Tuesday, June 23, 2009

Picking on the Vision Forum

I just read a review essay, "Hold the Granola" by Gilbert Meilaender, on Rod Dreher's book Crunchy Cons in the May 2006 issue of First Things. (Oh, like you're current on your reading.) I've been working on a lengthy rant on the Vision Forum off and on (mostly in my head) for a while now, but it seems Meilaender was able to get to the heart of the matter before me (and more wittily). Go scrounge up a copy of the Vision Forum catalog, then consider the appropriateness of these observations, although originally on Dreher's "crunchy cons:"

"Child-rearing is not pottery or sculpture; the materials in our hands turn out to have ideas of their own.
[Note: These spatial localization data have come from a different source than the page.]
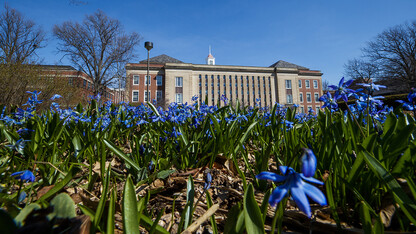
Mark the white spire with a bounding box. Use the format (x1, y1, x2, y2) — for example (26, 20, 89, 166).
(206, 45, 215, 65)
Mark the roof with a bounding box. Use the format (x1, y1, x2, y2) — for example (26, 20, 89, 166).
(38, 65, 77, 71)
(139, 54, 184, 64)
(269, 60, 308, 70)
(207, 54, 214, 58)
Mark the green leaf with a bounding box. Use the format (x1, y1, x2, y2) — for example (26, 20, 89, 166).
(360, 201, 373, 234)
(260, 188, 272, 223)
(157, 169, 176, 179)
(78, 204, 95, 221)
(224, 203, 243, 234)
(92, 166, 111, 232)
(243, 184, 265, 234)
(361, 148, 416, 224)
(123, 176, 140, 234)
(104, 139, 142, 173)
(206, 191, 218, 234)
(48, 193, 76, 219)
(138, 214, 170, 234)
(37, 165, 79, 202)
(107, 189, 116, 234)
(184, 175, 195, 229)
(14, 203, 41, 227)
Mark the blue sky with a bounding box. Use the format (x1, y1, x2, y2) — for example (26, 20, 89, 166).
(2, 0, 416, 85)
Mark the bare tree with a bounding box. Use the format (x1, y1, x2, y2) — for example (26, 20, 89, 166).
(53, 10, 141, 96)
(322, 79, 329, 92)
(363, 21, 416, 88)
(344, 58, 380, 83)
(0, 5, 45, 64)
(0, 5, 46, 106)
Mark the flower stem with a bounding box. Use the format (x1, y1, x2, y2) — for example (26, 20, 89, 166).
(16, 180, 23, 204)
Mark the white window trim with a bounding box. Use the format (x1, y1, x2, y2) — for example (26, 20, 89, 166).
(285, 80, 292, 89)
(299, 80, 302, 88)
(306, 92, 312, 103)
(133, 75, 140, 85)
(308, 105, 313, 111)
(145, 75, 151, 86)
(144, 91, 150, 102)
(316, 106, 320, 113)
(156, 75, 163, 86)
(313, 80, 318, 89)
(300, 93, 304, 103)
(156, 90, 162, 101)
(300, 106, 304, 113)
(286, 94, 293, 104)
(305, 80, 310, 89)
(132, 90, 139, 102)
(314, 92, 320, 102)
(175, 77, 183, 87)
(175, 93, 183, 104)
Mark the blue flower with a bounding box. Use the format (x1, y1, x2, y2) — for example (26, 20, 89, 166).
(204, 170, 212, 190)
(256, 166, 326, 218)
(329, 77, 355, 102)
(11, 170, 35, 183)
(357, 83, 386, 92)
(301, 149, 317, 177)
(50, 94, 62, 101)
(319, 92, 338, 110)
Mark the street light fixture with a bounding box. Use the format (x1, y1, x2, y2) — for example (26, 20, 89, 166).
(145, 41, 153, 103)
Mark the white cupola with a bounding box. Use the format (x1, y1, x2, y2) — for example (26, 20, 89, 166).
(206, 45, 215, 65)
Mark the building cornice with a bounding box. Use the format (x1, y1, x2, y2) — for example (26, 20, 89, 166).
(126, 62, 322, 76)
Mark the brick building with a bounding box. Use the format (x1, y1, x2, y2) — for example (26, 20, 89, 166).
(39, 65, 115, 104)
(126, 53, 323, 112)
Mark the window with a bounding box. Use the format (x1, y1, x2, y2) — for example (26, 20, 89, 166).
(156, 76, 163, 86)
(300, 107, 304, 113)
(175, 77, 183, 87)
(285, 80, 292, 89)
(308, 106, 313, 112)
(300, 93, 303, 103)
(314, 93, 319, 102)
(132, 91, 139, 102)
(286, 94, 293, 104)
(306, 93, 312, 103)
(316, 106, 320, 113)
(133, 75, 139, 85)
(299, 80, 302, 88)
(144, 91, 150, 102)
(145, 75, 151, 86)
(156, 90, 162, 101)
(175, 93, 183, 104)
(83, 80, 87, 88)
(305, 80, 310, 88)
(313, 80, 318, 89)
(68, 78, 73, 86)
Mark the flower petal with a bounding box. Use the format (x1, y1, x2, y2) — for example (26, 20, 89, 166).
(290, 183, 311, 218)
(256, 171, 286, 182)
(300, 174, 324, 185)
(269, 185, 288, 207)
(279, 166, 289, 175)
(301, 149, 317, 177)
(11, 171, 23, 177)
(303, 183, 327, 206)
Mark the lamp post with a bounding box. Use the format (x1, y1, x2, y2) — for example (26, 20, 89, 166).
(145, 41, 153, 103)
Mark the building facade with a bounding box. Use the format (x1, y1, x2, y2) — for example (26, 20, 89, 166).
(126, 54, 323, 112)
(39, 65, 115, 103)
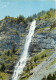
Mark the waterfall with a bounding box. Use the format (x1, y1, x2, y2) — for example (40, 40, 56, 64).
(12, 20, 36, 80)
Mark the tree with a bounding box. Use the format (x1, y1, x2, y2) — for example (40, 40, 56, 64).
(52, 74, 55, 80)
(50, 21, 56, 30)
(26, 66, 30, 72)
(47, 11, 51, 18)
(5, 16, 7, 19)
(34, 56, 37, 63)
(52, 21, 56, 28)
(42, 72, 56, 80)
(50, 8, 53, 11)
(26, 16, 33, 22)
(36, 57, 39, 60)
(45, 54, 47, 57)
(33, 14, 37, 18)
(7, 50, 10, 56)
(17, 15, 24, 24)
(47, 74, 52, 80)
(30, 65, 33, 70)
(12, 43, 16, 54)
(1, 64, 5, 72)
(41, 55, 44, 59)
(42, 76, 46, 80)
(38, 16, 41, 20)
(50, 24, 53, 30)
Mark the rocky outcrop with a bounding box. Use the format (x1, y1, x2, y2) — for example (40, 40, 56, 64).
(0, 16, 56, 80)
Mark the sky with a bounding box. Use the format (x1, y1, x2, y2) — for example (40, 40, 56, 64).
(0, 0, 56, 20)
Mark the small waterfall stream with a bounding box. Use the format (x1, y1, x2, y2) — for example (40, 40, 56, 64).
(12, 20, 36, 80)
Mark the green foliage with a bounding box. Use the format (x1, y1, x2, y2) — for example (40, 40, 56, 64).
(0, 64, 5, 72)
(42, 72, 56, 80)
(4, 16, 10, 19)
(15, 48, 21, 55)
(26, 17, 33, 22)
(42, 76, 46, 80)
(16, 15, 27, 28)
(12, 43, 16, 54)
(17, 15, 25, 24)
(4, 50, 13, 57)
(32, 14, 37, 18)
(14, 30, 19, 35)
(34, 56, 37, 63)
(0, 72, 9, 80)
(38, 16, 42, 20)
(47, 74, 52, 80)
(20, 34, 25, 37)
(36, 8, 55, 21)
(50, 21, 56, 30)
(41, 54, 47, 59)
(44, 9, 55, 20)
(6, 50, 10, 56)
(30, 65, 33, 70)
(26, 66, 30, 72)
(5, 16, 7, 19)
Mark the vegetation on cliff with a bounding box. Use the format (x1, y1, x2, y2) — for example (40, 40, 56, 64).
(42, 72, 56, 80)
(0, 8, 56, 80)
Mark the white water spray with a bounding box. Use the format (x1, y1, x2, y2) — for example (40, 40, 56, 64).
(12, 20, 36, 80)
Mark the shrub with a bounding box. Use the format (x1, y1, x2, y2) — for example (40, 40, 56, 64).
(5, 16, 7, 19)
(12, 43, 16, 54)
(42, 72, 56, 80)
(41, 55, 45, 59)
(0, 64, 5, 72)
(47, 74, 52, 80)
(50, 21, 56, 30)
(42, 76, 46, 80)
(26, 17, 33, 22)
(30, 65, 33, 70)
(34, 56, 37, 63)
(17, 15, 24, 24)
(26, 66, 30, 72)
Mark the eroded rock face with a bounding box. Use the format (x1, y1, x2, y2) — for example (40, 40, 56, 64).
(0, 17, 56, 55)
(28, 18, 56, 56)
(0, 17, 56, 79)
(0, 19, 28, 52)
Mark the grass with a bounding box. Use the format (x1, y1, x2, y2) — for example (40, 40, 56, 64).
(0, 48, 21, 80)
(29, 49, 54, 69)
(50, 58, 56, 66)
(16, 48, 21, 54)
(31, 49, 54, 62)
(5, 55, 18, 62)
(51, 27, 56, 31)
(20, 49, 54, 80)
(20, 77, 28, 80)
(37, 27, 50, 34)
(0, 48, 21, 63)
(20, 34, 25, 37)
(0, 72, 11, 80)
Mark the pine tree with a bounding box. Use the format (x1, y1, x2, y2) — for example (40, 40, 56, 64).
(1, 64, 5, 72)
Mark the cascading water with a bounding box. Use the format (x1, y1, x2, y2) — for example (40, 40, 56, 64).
(12, 20, 36, 80)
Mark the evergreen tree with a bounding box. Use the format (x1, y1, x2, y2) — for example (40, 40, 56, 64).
(47, 74, 52, 80)
(1, 64, 5, 72)
(12, 43, 16, 54)
(17, 15, 24, 24)
(42, 76, 46, 80)
(34, 56, 37, 63)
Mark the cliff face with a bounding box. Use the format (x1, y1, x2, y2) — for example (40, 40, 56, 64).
(0, 17, 28, 80)
(27, 18, 56, 80)
(29, 17, 56, 56)
(0, 18, 27, 53)
(0, 14, 56, 80)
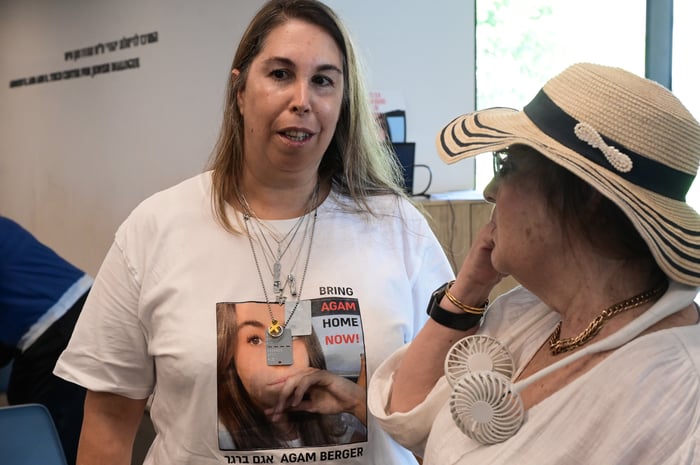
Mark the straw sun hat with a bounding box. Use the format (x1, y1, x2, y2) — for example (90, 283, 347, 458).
(437, 63, 700, 287)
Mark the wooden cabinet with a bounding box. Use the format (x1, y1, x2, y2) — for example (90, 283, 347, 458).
(417, 192, 518, 300)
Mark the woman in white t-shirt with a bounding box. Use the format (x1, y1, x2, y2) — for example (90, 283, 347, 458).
(54, 1, 453, 464)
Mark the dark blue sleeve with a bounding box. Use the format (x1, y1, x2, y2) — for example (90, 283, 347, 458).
(0, 217, 85, 347)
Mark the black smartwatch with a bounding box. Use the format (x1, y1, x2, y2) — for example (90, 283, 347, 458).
(426, 282, 483, 331)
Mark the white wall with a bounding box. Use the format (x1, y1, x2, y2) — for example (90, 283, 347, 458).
(0, 0, 475, 274)
(324, 0, 475, 193)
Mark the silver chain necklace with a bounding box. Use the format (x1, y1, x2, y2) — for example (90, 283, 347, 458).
(244, 213, 316, 332)
(240, 186, 318, 302)
(246, 214, 309, 302)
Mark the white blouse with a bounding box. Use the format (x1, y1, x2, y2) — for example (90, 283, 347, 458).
(368, 282, 700, 464)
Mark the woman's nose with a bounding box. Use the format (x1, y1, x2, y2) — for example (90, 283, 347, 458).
(483, 176, 499, 203)
(290, 82, 311, 114)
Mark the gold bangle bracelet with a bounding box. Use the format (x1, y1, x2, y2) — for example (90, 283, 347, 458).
(444, 281, 489, 315)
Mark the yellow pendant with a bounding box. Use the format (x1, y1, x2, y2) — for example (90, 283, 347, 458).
(268, 319, 283, 337)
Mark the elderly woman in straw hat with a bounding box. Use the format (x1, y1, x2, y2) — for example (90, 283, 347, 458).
(368, 63, 700, 464)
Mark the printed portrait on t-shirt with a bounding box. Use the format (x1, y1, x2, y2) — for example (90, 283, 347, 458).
(216, 297, 367, 451)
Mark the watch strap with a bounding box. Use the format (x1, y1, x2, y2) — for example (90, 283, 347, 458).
(429, 303, 483, 331)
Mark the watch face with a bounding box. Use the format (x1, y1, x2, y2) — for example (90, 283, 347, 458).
(434, 282, 451, 300)
(436, 282, 451, 296)
(428, 282, 450, 315)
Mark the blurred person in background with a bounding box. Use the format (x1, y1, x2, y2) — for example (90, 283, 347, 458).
(1, 215, 92, 465)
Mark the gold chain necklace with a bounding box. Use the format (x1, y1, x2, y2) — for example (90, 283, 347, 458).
(548, 282, 668, 355)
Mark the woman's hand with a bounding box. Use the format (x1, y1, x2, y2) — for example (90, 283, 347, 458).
(450, 220, 506, 303)
(269, 367, 367, 425)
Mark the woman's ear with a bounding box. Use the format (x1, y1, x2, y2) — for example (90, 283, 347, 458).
(232, 69, 244, 115)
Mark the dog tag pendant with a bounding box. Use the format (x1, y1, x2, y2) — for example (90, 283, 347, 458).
(266, 329, 293, 365)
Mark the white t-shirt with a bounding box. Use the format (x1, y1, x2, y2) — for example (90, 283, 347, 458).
(55, 172, 454, 464)
(369, 283, 700, 464)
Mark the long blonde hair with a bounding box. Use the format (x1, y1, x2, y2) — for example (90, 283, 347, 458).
(208, 0, 407, 233)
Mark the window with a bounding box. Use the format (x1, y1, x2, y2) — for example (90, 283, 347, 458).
(474, 0, 646, 192)
(672, 0, 700, 210)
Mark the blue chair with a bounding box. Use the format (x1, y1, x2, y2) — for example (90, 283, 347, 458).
(0, 403, 68, 465)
Most of what we know about the task we learn only too late, after our mistakes have been made. Rather than a mission of rearing countercultural children, we have the task of doing the best we can, in love, to set our children on the way in life. We teach them how to behave, we try to set them on the right path and shape their character properly, but we don't own their souls. They must for a time obey us, but they don't have to share all our likes and dislikes."

"...[G]enuine nurture recognizes that we must, in various ways, hand our children over to others as well. We do not possess them. Indeed, at moments I found myself wondering whether crunchy cons, in their zeal to turn against an obsession with “things,” were not in danger of filling that need for things with children. And I shudder to learn of the children reared by crunchy cons that 'these kids are going to be rebels with a cause' when they grow up. We may all hope to bring up children with character sufficient to resist whatever is genuinely evil (and character wise enough not to brand as evil what is simply not to their liking), but to delight in rearing little rebels, who will likely think they know far more than they do, does not strike me as a helpful way to face the future."

"....To bring that child to baptism is to hand him over to God, who must be the guarantor of his existence, and to the church, which must accept responsibility for him. There is something stiflingly possessive in this account of the parent-child bond. It is, no doubt, understandable — even admirable — in a world where so many children are left simply to fend for themselves, but it sometimes strikes a disturbing note."